Cuando se ha construido con suma verticalidad a partir del suelo, posando materiales inertes unos sobre otros, se dice que se ha buscado el cielo, en el caso de los monumentos religiosos, o que se ha arañado el cielo, en el caso de los edificios civiles de oficinas y departamentos. Las viejas cumbres de la arquitectura que han quedado asentadas en la tierra -no aquellas que permanecen sólo en términos de leyenda, mística y símbolo, como en la torre de Babel- tienen estricta relación con la vida, la gloria o la muerte de uno o más jefes de pueblos, sean héroes o monarcas sin heroicidad, tales los arcos de triunfo romanos y las pirámides de Egipto. El medioevo y centurias inmediatas dan vuelo a la arquitectura cristiana, pero si erguida con firmeza en su sobrecogedora altura se mantienen catedrales como la de Colonia nuestro tiempo establece una superación de metros con los edificios utilitarios, tipo rascacielos de Nueva York.
Entre unos y otros, y también como intermedio de altura, se halla la torre Eiffel, que no es monumento religioso ni utilitario, siendo tal vez una alegoría considerablemente vi
sionaria -respecto al instante en que se empezó a parar sus hierros- del siglo técnico y científico que vendría.
No se puede hablar de su alma ni de su habitabilidad. Nombrarla arrastra a la mente su estadística: 307 metros de elevación, 7 millones de kilos de peso, 2 millones y medio de remaches, etc.
Alguien le ha propinado la observación de que asienta sobre el Campo de Marte monstruosas patas de elefante metálico. Sin embargo... ingenieros y arquitectos suelen sentir ante ella un estremecimiento poético con causa medible, porque echan cálculos y no se admiran únicamente de su grandiosidad, sino de su ligereza.
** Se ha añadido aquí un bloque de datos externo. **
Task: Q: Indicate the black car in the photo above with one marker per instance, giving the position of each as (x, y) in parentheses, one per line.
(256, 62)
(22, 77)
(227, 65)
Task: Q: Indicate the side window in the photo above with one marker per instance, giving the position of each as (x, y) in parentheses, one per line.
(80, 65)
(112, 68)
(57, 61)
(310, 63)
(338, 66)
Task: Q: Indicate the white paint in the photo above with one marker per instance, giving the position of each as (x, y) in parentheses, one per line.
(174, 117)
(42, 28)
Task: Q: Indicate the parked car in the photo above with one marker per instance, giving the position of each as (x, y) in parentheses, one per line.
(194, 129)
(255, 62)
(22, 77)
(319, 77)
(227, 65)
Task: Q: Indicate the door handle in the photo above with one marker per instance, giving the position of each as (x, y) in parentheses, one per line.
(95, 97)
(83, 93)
Del mismo modo que si en sucesivas décadas fue odiada y repudiada por los artistas que consideraban una afrenta estética, Delaunay la vio y pintó abstracta y bella, hasta dotada de color
Su lanza, que flecha el firmamento, ha provocado cadenas de sugestiones: que es una espada con la punta hacia arriba, teniendo de espada sólo la punta; que un proverbio oriental advierte que el paraíso se halla a la sombra de la espada (o lo que esta lo preserva), y que la discutible espada del ingeniero Eiffel proyecta su sombra justamente sobre un paraíso de los militares, porque ahí no más tiene el Campo de Marte, la Escuela Militar, el Museo del Ejército, los Inválidos, donde se guarda el cuerpo de Napoleón, hombre de cetro y, para completar el ciclo de este párrafo, de espada.
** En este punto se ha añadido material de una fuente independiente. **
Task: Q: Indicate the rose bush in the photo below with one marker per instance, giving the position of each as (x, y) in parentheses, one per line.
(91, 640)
Concluida el 31 de marzo de 1889; inaugurada por un futuro rey (Eduardo VII, de Inglaterra); con riesgo de ser desmantelada cuando venció la concesión original, en 1909; transitoriamente al servicio de la publicidad comercial (desde ella se anunció una marca de automóviles); escenario de un film policial y de suspenso, "El hombre de la torre Eiffel", y de otros vanguardistas acerca de la modernidad, el hierro y el ritmo; vapuleada por muchos ciudadanos de París que la ceden desdeñosamente a la curiosidad de provincianos y turistas, en conclusión ha venido a ser provechosa para las comunicaciones visuales e inalámbricas (torre de televisión, observatorio astronómico, meteorológico y físico, faro eléctrico de 70 kilómetros de alcance, servicio de la hora internacional, etc). Y de un modo u otro se ha asegurado su particular eternidad, como una de las imágenes que integran la concepción -a distancia- de la Capital de Francia.
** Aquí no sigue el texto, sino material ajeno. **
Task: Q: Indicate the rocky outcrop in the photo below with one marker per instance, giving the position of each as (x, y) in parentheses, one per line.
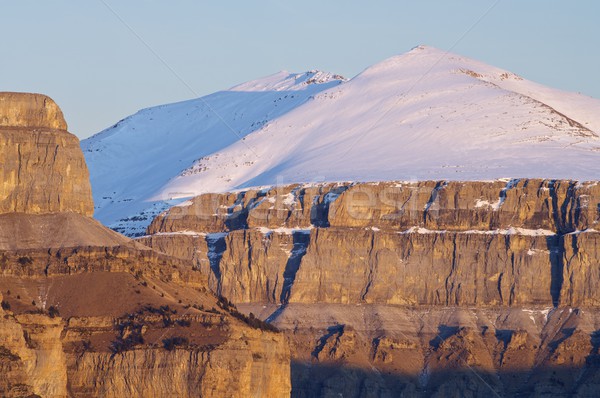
(31, 111)
(88, 312)
(409, 288)
(43, 169)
Quizás erigida para mirar de más cerca el cielo, ahora que volamos no sirve para eso y quien monta sus tres plantas -restaurante en una, vidriera en otra donde el viento golpea- más bien mira hacia abajo, lo cual representa una inversión del sentido de lo que es un observatorio. No obstante, si la presencia subyacente es inmensamente vasta, y París y su porción del Sena caben en una sola mirada, sucede que cuesta distinguir al ser humano que camina por las calles o hace su trabajo allí donde un techo no lo oculta. Lo cual establece otra semejanza, con el siglo, de esta torre que lo anticipó: la técnica se halla al servicio del hombre y, paradójicamente, a menudo lo pierde de vista.